Requirements for Admission
The following minimum criteria apply:
- A baccalaureate degree in mechanical engineering or in a closely allied field of engineering, science, or mathematics.
- An undergraduate grade point average in engineering, science, and mathematics courses of at least 3.0 on a 4.0 scale.
- A minimum of at least three letters of strong support from former professors or supervisors.
- A minimum combined Quantitative and Verbal score of 308 (1200) on the Graduate Record Examination Aptitude Test.
- A minimum score of 600 on the Test of English as a Foreign Language, at least 250 on the computer-based TOEFL, or at least 100 on the IBT with a speaking score of 20. This test is not required of students whose first language is English or who have received an undergraduate or post-graduate degree from a college or university in which English is the sole language of instruction.

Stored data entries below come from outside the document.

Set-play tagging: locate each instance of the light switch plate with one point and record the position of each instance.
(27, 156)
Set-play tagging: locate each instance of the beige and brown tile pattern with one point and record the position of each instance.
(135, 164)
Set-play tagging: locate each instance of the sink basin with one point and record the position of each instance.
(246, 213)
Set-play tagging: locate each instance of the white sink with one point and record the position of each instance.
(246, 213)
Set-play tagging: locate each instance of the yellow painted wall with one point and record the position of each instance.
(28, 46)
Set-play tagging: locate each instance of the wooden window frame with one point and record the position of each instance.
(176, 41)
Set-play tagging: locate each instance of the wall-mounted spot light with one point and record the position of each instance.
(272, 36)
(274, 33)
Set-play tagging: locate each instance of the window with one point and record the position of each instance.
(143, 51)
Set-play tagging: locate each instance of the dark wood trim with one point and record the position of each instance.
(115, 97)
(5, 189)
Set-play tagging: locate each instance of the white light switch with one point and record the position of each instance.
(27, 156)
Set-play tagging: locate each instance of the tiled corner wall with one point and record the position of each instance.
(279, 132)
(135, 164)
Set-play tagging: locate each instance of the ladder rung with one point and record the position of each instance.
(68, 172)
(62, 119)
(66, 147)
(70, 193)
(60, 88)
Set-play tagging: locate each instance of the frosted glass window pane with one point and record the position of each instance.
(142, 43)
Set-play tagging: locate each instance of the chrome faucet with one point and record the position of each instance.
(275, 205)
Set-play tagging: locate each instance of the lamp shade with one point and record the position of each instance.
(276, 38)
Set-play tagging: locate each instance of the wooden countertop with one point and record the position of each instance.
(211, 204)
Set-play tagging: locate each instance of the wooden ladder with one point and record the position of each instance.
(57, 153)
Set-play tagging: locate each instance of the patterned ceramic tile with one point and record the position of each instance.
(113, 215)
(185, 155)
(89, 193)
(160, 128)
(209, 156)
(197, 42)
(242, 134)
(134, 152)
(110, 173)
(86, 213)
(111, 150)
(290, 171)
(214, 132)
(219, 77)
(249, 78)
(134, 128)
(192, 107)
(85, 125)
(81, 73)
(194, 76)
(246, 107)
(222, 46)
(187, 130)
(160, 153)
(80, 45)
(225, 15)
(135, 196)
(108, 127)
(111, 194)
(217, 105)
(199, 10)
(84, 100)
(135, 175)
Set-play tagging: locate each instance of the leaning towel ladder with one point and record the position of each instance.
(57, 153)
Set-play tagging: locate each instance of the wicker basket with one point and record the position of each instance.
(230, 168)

Admission is selective and competitive based on the number of well-qualified applicants and the research opportunities available with the faculty. Meeting the stated minimum academic requirements does not guarantee admission.
Awards of financial assistance are made on the basis of merit and students who complete applications by January 15 are given preference. Please refer to Graduate Fellowships and Assistantships for more information.
4+1 Bachelor of Mechanical Engineering/Master of Science in Mechanical Engineering (BME/MSME)
The 4+1 BME/MSME degree program is for highly-qualified undergraduate students who wish to earn both the Bachelor of Mechanical Engineering (BME) and the Master of Science in Mechanical Engineering (MSME) degree in five years of full-time study in Mechanical Engineering at the University of Delaware. Through the 4+1 program, both degrees can be completed in less time, and at a reduced cost, than the two degrees earned sequentially.
Graduate Certificate in Composite Manufacturing and Engineering (CM-CERT)
Program Description: This certificate program is offered by the University of Delaware’s Department of Mechanical Engineering and is administered through the Professional Engineering Outreach Program. The certificate may be earned by completing nine (9) credits (three 3-credit graduate courses) with passing grades (C or better) and an overall GPA of 3.0. Courses in which a student earns a grade of B or better would be transferable as electives into a graduate mechanical engineering degree program.